社会保険庁の分割・解体案
この日の閣議では、法案の決定とともに、安倍首相は第三者機関の設立や人選、国会対応を渡辺行革担当相が行うよう指示した。
法案によると、社保庁の年金業務は(1)年金制度の運営責任や特別会計の管理などは厚生労働省(2)保険料徴収や給付、年金記録管理などの業務全般は年金機構(3)徴収や給付などできるだけ多くの実務を民間委託——と大きく三つに分ける。

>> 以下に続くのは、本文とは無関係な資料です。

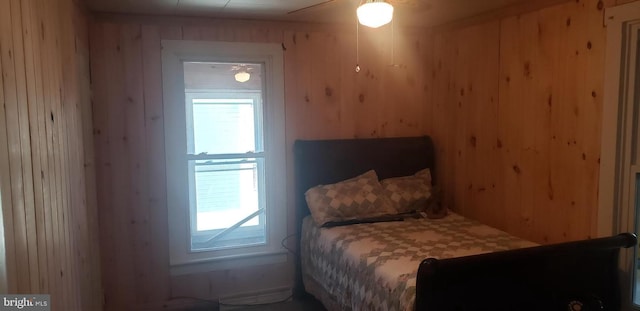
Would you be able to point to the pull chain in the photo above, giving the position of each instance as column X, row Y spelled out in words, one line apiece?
column 357, row 45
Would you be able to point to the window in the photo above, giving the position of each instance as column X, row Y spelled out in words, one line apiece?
column 224, row 141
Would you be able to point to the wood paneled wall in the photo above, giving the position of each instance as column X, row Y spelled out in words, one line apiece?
column 325, row 98
column 517, row 113
column 46, row 154
column 513, row 104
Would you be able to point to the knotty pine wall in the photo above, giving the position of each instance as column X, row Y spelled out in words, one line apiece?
column 46, row 154
column 325, row 98
column 513, row 102
column 516, row 107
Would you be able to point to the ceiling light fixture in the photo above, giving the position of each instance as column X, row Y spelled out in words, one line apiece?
column 375, row 13
column 242, row 76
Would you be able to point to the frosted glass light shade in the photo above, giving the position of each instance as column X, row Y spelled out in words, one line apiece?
column 375, row 14
column 242, row 76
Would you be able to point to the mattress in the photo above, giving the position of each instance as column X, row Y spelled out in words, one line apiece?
column 373, row 266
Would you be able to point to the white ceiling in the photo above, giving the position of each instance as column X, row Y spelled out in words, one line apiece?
column 407, row 12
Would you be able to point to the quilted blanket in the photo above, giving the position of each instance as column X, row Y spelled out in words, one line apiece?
column 373, row 266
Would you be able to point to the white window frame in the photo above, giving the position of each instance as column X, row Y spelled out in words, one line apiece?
column 616, row 204
column 256, row 98
column 174, row 54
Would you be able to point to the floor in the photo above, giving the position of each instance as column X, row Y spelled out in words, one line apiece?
column 295, row 305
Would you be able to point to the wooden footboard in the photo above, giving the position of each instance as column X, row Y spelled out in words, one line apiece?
column 580, row 275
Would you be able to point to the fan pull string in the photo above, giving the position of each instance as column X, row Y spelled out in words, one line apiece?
column 357, row 45
column 393, row 51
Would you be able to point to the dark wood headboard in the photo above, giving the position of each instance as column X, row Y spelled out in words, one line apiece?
column 320, row 162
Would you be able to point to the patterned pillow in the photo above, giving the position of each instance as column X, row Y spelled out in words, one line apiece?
column 356, row 198
column 409, row 193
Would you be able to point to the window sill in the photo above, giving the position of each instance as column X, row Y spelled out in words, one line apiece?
column 228, row 263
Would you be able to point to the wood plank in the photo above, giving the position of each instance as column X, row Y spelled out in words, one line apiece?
column 50, row 90
column 6, row 190
column 7, row 44
column 154, row 132
column 134, row 141
column 34, row 101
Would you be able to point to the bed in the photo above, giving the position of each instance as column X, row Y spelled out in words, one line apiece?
column 410, row 262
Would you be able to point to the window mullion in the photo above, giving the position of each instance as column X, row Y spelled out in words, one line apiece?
column 200, row 157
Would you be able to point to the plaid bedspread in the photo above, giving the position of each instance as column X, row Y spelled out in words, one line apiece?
column 374, row 266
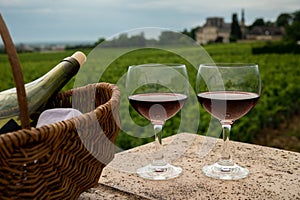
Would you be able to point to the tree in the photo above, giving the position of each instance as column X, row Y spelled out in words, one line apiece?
column 292, row 31
column 236, row 32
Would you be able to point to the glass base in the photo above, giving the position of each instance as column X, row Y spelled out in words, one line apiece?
column 218, row 171
column 164, row 172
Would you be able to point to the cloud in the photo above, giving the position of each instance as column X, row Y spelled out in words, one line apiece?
column 66, row 19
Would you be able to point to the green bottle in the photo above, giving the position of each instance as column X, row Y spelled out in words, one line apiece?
column 39, row 91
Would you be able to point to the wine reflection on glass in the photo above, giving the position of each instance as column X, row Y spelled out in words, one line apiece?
column 228, row 92
column 157, row 92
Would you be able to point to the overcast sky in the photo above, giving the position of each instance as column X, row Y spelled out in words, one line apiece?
column 89, row 20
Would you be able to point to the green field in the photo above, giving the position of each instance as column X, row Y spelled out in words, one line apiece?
column 272, row 122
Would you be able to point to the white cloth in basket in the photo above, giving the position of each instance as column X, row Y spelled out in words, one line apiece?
column 56, row 115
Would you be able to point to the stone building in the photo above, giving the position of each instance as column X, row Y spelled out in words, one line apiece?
column 265, row 33
column 214, row 30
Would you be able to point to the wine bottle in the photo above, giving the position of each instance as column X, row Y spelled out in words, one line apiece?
column 39, row 91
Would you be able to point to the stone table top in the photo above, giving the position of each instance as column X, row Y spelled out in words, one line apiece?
column 274, row 173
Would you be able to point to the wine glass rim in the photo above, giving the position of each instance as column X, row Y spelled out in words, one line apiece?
column 154, row 65
column 219, row 65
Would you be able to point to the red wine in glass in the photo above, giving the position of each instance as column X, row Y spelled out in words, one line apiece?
column 228, row 105
column 227, row 91
column 157, row 107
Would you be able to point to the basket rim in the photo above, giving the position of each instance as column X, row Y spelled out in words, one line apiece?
column 32, row 134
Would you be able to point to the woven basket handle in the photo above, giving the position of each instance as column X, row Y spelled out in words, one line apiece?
column 17, row 73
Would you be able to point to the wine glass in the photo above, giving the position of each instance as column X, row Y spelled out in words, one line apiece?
column 157, row 92
column 227, row 92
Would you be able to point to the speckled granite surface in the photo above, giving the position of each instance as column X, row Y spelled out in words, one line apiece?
column 274, row 173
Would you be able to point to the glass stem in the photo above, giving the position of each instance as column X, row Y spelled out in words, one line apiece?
column 225, row 159
column 158, row 159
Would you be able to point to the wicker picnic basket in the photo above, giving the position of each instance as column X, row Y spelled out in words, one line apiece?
column 63, row 159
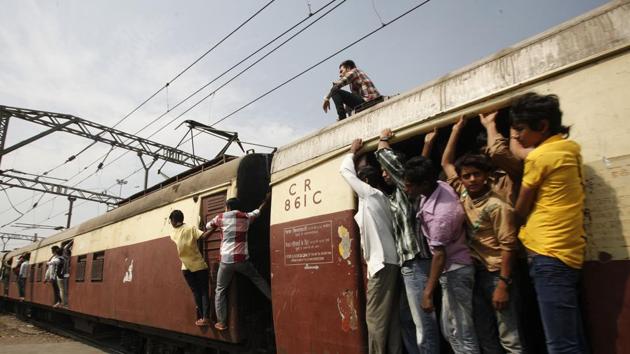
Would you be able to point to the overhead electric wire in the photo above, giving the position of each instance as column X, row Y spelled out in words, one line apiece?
column 230, row 80
column 245, row 59
column 247, row 68
column 288, row 80
column 152, row 96
column 165, row 87
column 318, row 63
column 321, row 61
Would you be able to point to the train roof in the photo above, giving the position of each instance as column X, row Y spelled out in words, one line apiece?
column 186, row 184
column 579, row 41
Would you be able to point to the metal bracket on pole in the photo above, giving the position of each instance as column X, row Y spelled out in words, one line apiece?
column 71, row 199
column 4, row 126
column 231, row 137
column 146, row 169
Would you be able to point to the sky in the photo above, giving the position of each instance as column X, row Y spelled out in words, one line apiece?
column 98, row 60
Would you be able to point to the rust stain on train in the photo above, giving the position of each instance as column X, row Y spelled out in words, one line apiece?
column 344, row 245
column 347, row 310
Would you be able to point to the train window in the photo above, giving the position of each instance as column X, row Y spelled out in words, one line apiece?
column 31, row 273
column 98, row 260
column 80, row 274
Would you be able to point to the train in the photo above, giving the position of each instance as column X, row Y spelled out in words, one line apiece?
column 125, row 271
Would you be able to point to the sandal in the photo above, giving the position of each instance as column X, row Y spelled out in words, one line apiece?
column 202, row 322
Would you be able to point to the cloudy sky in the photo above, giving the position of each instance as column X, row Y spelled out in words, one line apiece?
column 98, row 60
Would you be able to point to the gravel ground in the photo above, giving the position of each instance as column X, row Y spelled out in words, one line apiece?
column 16, row 331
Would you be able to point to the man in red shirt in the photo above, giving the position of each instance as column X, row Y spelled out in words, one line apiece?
column 361, row 87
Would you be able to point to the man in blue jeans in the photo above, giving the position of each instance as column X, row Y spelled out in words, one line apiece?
column 441, row 219
column 550, row 205
column 422, row 335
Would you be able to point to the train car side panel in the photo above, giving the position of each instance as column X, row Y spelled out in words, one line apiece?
column 316, row 264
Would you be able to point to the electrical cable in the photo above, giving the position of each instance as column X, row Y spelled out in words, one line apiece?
column 321, row 61
column 286, row 81
column 246, row 69
column 225, row 72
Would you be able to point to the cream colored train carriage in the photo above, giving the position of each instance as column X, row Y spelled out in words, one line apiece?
column 125, row 271
column 313, row 253
column 315, row 257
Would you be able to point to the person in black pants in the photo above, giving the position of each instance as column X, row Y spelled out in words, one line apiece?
column 194, row 267
column 362, row 90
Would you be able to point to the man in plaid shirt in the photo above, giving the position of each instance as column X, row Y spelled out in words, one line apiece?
column 234, row 254
column 361, row 87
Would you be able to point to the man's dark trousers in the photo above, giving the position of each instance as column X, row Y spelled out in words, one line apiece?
column 341, row 97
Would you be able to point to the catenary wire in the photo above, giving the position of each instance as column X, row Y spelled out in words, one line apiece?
column 165, row 87
column 224, row 84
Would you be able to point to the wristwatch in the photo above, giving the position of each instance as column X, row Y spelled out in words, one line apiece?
column 506, row 280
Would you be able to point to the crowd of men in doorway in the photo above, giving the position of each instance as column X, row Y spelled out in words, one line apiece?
column 519, row 198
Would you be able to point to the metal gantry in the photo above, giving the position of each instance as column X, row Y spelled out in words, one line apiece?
column 5, row 237
column 52, row 188
column 97, row 132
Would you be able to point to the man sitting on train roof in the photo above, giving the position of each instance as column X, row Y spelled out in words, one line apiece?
column 194, row 267
column 361, row 87
column 234, row 225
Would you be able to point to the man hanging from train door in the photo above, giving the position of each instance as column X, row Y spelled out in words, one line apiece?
column 234, row 225
column 550, row 208
column 422, row 335
column 374, row 219
column 194, row 267
column 361, row 87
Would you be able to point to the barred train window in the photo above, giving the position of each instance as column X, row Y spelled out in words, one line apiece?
column 80, row 274
column 40, row 272
column 98, row 261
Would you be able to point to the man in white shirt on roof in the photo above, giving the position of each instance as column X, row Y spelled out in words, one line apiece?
column 374, row 219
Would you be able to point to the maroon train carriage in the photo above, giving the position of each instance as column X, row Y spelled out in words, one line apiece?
column 125, row 272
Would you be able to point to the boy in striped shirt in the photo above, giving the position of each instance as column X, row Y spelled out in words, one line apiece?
column 234, row 254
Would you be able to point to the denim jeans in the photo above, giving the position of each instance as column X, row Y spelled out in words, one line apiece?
column 63, row 294
column 224, row 277
column 497, row 331
column 457, row 310
column 415, row 274
column 198, row 283
column 349, row 99
column 557, row 293
column 56, row 292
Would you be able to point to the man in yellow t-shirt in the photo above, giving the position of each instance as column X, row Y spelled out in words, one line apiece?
column 550, row 205
column 194, row 267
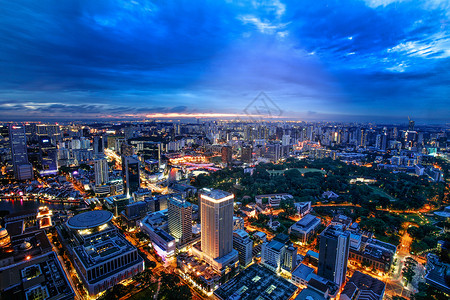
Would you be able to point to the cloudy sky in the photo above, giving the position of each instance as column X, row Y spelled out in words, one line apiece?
column 363, row 60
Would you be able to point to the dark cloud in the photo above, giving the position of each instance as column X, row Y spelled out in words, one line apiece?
column 135, row 57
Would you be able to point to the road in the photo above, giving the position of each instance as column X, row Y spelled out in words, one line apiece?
column 77, row 293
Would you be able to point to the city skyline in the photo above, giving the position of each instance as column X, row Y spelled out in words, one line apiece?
column 368, row 61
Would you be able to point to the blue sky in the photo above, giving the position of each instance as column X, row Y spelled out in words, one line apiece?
column 363, row 60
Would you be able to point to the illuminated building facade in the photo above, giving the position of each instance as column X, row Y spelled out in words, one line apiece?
column 333, row 254
column 101, row 255
column 101, row 171
column 22, row 168
column 180, row 220
column 130, row 173
column 216, row 215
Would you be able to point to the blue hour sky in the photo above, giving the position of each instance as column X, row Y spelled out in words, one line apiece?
column 361, row 60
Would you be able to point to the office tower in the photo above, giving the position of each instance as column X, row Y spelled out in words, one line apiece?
column 101, row 171
column 411, row 124
column 290, row 258
column 216, row 213
column 48, row 155
column 244, row 246
column 333, row 254
column 227, row 154
column 22, row 168
column 384, row 141
column 272, row 254
column 5, row 145
column 52, row 131
column 126, row 149
column 378, row 141
column 98, row 145
column 130, row 174
column 246, row 155
column 180, row 220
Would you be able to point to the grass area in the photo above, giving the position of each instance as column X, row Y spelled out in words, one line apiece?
column 382, row 193
column 301, row 170
column 148, row 293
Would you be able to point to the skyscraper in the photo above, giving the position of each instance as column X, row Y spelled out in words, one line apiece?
column 227, row 154
column 333, row 254
column 101, row 171
column 244, row 245
column 22, row 167
column 180, row 219
column 130, row 174
column 48, row 156
column 246, row 155
column 216, row 209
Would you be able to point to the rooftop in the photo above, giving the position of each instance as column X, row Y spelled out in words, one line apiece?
column 41, row 276
column 90, row 219
column 368, row 287
column 309, row 294
column 102, row 249
column 303, row 272
column 307, row 221
column 215, row 194
column 275, row 245
column 256, row 282
column 241, row 233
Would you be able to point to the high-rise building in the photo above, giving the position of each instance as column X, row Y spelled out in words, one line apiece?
column 48, row 156
column 22, row 167
column 227, row 154
column 216, row 209
column 98, row 145
column 244, row 246
column 180, row 220
column 290, row 258
column 333, row 254
column 101, row 171
column 246, row 155
column 130, row 174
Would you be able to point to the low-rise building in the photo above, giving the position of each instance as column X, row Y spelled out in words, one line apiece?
column 305, row 228
column 101, row 255
column 155, row 225
column 362, row 287
column 39, row 277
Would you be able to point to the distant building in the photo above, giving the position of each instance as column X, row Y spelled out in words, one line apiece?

さらに悪質な保険料滞納者について厚労相は、強制徴収の権限を国税庁長官に委任することができる。
年金機構と民間委託の業務の仕分けは、内閣官房の下に新たに設ける第三者機関「年金新組織改革推進会議」(仮称)が検討する。社保庁の医療部門については、中小企業向けの政府管掌健康保険組合(政管健保)の運営を08年10月に公法人の全国健康保険協会に移管、病院や診療所の指導監督は地方厚生局が担うことが決定済み。社保庁の業務は年金・医療両部門で計6分割されることになる。
社保庁の職員は一度退職し、第三者機関「職員採用審査会」(仮称)が、公法人に移る職員の採否を審査。不祥事で処分された職員らが「勤務実績が不良」と判断され、厚労省や他省庁への転任もできなかった場合は、本人の意思にかかわらず退職させる「分限免職」を実施する。